What we find in the silence of the mind is what the Buddhists call “the universal medicine” – the space of pure awareness that is both our home base and our true nature. This unconditioned awareness is healing for everyone and everything. It brings rest to the weary, encouragement to the downhearted, security to the insecure and comfort to the uncomfortable. In short, it’s good for what ails you – regardless of what you think it is that ails you. That’s because what ails you is only and always made up of what you think.
Here’s how Syd talked about it:
“The reason life gets easier is because you start to realize within yourself there is something deeper than you ever thought before. And you start to realize it is a hidden thing from the mind. It is something which is non-tangible. It can’t be seen. It can’t be touched. It can’t be told. It can’t be read. It’s a space.”
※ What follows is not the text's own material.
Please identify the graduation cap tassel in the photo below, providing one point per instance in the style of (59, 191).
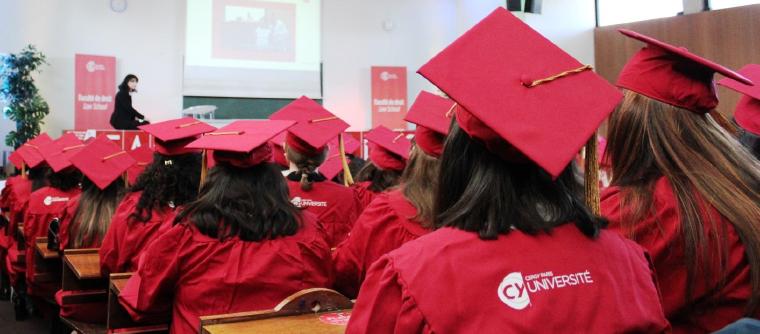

I describe this space in a bit more detail in The Space Within:
There is a space within you where you are already perfect, whole, and complete. It is pure consciousness – the space inside of which all thoughts come and go.
When you rest in the feeling of this space, the warmth of it heals your mind and body. When you operate from the infinite creative potential of this space, you produce high levels of performance and creative flow. When you sit in the openness of this space with others, you experience a level of connection and intimacy that is breathtakingly enjoyable and filled with love. And when you explore this space more deeply, you will find yourself growing closer and closer to the divine, even if you’re not sure there is such a thing and wouldn’t know how to talk about it if there was.
Every problem we have in life is the result of losing our bearings and getting caught up in the content of our own thinking; the solution to every one of those problems is to find our way back home.
When you start to see that all of our problems stem from the universal diagnosis – too much noise in head – you also see that the solution is never more than one thought away – a dropping of whatever thought is occupying your mind, filling up your bandwidth, and making it seem as though you need to sort out anything and everything in your life before you could possibly relax, enjoy, and engage with whatever is happening right here, right now.
When you drink in the universal medicine of the silent mind, you begin to see the beauty of the present moment, feel the peace and freedom of the now, and delight far more in the reality of what is than the fantasy of what isn’t.
And wouldn’t it be a shame to have a wonderful life and not notice?